Ksander’s filmmaking journey began in his AP European History class with Bob Hasbrook. “We were supposed to write a big essay and, instead of doing that, me and some of my friends–who ended up recruiting most of the class–shot a full short film about the Dreyfus Affair,” he said. “The film was way more work than just writing an essay would have ever been, but it was a lot of fun because we got everyone to play different parts and we wrote and cut together the whole thing.”
“In the film, one of the characters gets shot and we made it look like his leg gets blown open using fake blood and gunpowder and fireworks,” he said. “We also went to San Francisco and shot footage at Fort Point. We ended up staying after hours and the Military Police sent us home.”
The class itself also inspired Ksander. He said, “At one point we were learning about antiestablishmentarianism. At the same time, the staff started locking the gates after school started so people couldn’t leave. My friends and I thought, as high-schoolers do, that our fundamental rights were being taken away. We went and bought Kryptonite locks and locked the gates open before they could shut them in the morning. It went on for a couple weeks before they ended up leaving them unlocked.”
“We weren’t doing much, but we acted like we needed to make a point in the name of freedom. At the time, we thought we were badasses, but, of course, we were just dumb kids. It was definitely fun though and we had a couple run-ins with the administration about it,” he said.
He remembered, “We took a class trip to Europe and went to France, Germany, England, and Russia, which was a big deal in the 90s. Russia was not a great place at the time and, while that leg of the trip wasn’t super fun, it was a good experience.”
After M-A, Ksander went to UCLA and majored in Japanese because he hoped that he could “learn the language and write samurai movies.” He said, “I spent my junior year in Japan learning Japanese, but I was also always studying Japanese films. I wrote my thesis paper on Japanese filmmakers.”
While he was in college, Ksander slowly found his way to film. He said, “I thought I needed a real job, which is why I became a Japanese major as opposed to going to film school. I saw academia as more of a real job, but it’s just as hard to get a job in academia as it is in the film industry. I also didn’t know that I could make a living doing animation.”

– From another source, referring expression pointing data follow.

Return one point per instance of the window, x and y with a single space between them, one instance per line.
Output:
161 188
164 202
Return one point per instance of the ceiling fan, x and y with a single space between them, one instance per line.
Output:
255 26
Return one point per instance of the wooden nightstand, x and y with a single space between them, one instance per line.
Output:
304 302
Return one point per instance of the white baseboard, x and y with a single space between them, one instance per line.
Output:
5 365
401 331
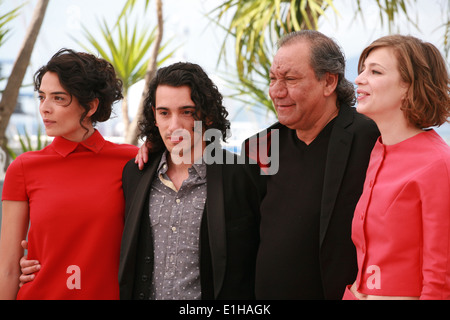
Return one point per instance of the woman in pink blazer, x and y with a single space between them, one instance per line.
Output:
401 225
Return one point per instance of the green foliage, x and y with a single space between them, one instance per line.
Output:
126 48
256 26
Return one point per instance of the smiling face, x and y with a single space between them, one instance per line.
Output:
380 87
175 115
61 112
298 96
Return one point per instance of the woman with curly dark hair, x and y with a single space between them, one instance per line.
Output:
70 192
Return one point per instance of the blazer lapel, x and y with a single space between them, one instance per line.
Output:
338 152
133 218
216 224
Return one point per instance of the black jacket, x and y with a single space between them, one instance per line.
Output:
229 232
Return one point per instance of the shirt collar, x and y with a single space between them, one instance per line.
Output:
64 147
200 168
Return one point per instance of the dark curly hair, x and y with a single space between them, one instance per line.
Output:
85 77
204 94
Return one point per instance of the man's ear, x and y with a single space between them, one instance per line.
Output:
93 105
331 80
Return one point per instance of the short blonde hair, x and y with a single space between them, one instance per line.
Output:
422 66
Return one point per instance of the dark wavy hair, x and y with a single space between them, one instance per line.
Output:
85 77
204 94
326 56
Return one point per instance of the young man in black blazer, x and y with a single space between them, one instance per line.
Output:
192 214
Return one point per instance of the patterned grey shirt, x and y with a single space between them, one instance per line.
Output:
176 217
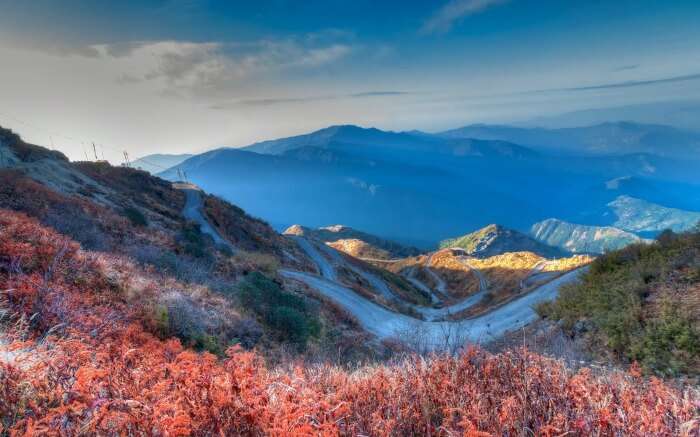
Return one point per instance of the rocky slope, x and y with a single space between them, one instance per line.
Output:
356 243
495 240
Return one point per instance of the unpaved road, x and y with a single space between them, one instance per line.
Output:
324 267
193 211
431 315
436 335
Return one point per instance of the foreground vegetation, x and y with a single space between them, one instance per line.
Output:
77 356
642 303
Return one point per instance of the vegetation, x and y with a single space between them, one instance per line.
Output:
135 216
77 358
293 319
642 303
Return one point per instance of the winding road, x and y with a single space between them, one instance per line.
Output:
331 286
432 333
193 212
435 335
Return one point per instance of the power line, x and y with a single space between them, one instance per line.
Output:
52 133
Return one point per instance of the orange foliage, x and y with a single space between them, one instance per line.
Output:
102 374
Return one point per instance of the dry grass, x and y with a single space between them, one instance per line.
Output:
565 264
359 249
459 277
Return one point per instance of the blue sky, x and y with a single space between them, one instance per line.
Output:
182 75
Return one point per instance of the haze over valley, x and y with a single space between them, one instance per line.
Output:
349 218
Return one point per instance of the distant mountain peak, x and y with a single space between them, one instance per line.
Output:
356 243
495 239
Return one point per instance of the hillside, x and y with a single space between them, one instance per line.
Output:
637 215
576 238
640 303
495 240
358 177
159 162
600 139
356 243
137 222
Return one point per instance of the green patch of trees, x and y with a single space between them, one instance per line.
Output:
621 298
290 316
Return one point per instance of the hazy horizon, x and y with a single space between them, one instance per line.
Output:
178 76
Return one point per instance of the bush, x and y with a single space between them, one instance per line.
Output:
623 297
135 216
289 315
193 242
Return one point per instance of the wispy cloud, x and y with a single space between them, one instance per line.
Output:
210 67
625 67
633 83
305 99
443 20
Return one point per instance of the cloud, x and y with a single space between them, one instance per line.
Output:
199 68
630 84
625 67
443 20
304 99
380 93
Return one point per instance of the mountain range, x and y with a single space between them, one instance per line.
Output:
418 188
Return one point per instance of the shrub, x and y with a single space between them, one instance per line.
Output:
625 297
105 375
287 314
135 216
193 242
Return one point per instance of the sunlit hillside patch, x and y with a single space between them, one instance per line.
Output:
76 356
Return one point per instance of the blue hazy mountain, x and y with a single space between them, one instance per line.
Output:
682 114
419 188
618 138
158 162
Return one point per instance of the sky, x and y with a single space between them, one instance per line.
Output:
174 76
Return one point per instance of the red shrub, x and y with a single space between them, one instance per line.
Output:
104 375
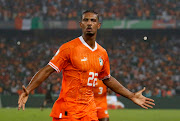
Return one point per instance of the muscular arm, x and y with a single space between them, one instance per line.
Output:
39 77
115 86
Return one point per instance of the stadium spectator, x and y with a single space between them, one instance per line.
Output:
109 9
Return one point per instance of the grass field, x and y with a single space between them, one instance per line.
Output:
34 114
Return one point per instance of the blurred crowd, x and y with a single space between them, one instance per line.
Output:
72 9
136 63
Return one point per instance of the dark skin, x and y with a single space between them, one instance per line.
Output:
89 25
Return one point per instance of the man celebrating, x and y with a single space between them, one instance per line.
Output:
82 61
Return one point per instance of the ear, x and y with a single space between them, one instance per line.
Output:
99 25
80 24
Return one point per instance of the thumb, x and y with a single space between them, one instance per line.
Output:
142 90
25 90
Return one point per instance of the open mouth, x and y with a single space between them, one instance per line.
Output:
89 29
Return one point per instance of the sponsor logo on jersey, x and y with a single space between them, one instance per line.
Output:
100 61
84 59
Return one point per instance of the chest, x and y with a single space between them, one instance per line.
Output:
84 59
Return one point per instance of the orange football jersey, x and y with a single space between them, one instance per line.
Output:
100 93
81 66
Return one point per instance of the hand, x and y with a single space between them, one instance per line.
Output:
23 98
142 101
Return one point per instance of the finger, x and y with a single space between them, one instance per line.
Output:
149 103
25 90
142 90
148 99
23 107
143 106
19 106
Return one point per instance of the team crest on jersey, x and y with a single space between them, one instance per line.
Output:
100 61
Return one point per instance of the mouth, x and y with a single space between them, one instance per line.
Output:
89 29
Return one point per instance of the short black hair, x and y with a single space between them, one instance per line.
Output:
90 11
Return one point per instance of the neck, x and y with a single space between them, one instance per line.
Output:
90 40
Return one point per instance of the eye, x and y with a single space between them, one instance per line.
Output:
93 20
85 19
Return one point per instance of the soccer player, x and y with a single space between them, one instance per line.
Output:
82 61
100 94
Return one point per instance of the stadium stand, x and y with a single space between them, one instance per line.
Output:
152 63
71 9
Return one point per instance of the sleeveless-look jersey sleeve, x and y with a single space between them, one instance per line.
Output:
105 72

Ksander returned to the U.S. and studied animation at the Academy of Art University in San Francisco and film at UCLA. “At the Academy of Art University, I had teachers from Pixar and from Lucasfilm who taught us how to animate the way they did it. I realized that stuff I used to do as a kid, just drawing and puppeteering, could be a job,” he said.
“While at UCLA, I got an internship at Rhythm & Hues, a visual effects studio, and started doing animations in big productions like The Chronicles of Narnia and the X-Men movies. After that, I went back and forth between San Francisco and Los Angeles working for different studios,” Ksander said.
Most notably, Ksander animated the Lion, the lead animation in The Chronicles of Narnia. He said, “To get new jobs, you need a strong demo reel, a bunch of clips of work that you’ve done, so to have the Lion on there helped get me more work.”
Ultimately, in 2016, Ksander stopped working on other people’s films and started writing and directing his own projects. “I teamed up with Kevin Adams in LA. The two of us wrote and directed an animated film, Next Gen (2018), for Netflix,” he said. Next Gen, a Netflix exclusive that also premiered in theaters in China, is about “A rebellious girl and a runaway combat robot unit[ing] to stop a madman’s technological plan for world domination.”
Originally, Ksander and Adams were brought in to rewrite the script, but, “the producer liked what we had to say and asked us to direct it. Halfway through the process, Netflix bought the movie,” he said. Ksander and Adams are now developing a new animated series with Netflix.
Ksander’s advice to current M-A students: “Take big chances. You get to try new things and the mistakes that you make are almost never as problematic as you think they’re going to be. That being said, don’t drive your car off a cliff.”
Ksander’s advice to future filmmakers and animators: “There’s a saying in art, ‘We all have 10,000 bad drawings in us. The sooner we get them out, the better.’ Make lots of stuff. Most of it’s not going to be very good, but continue to learn from it all. To make a living out of filmmaking, you have to compare your current work to the work you want to be doing. If you want to work at Pixar, look at what Pixar is doing and try to be as good as them. That sounds like an impossible task, but you’ll get there, just one film at a time.”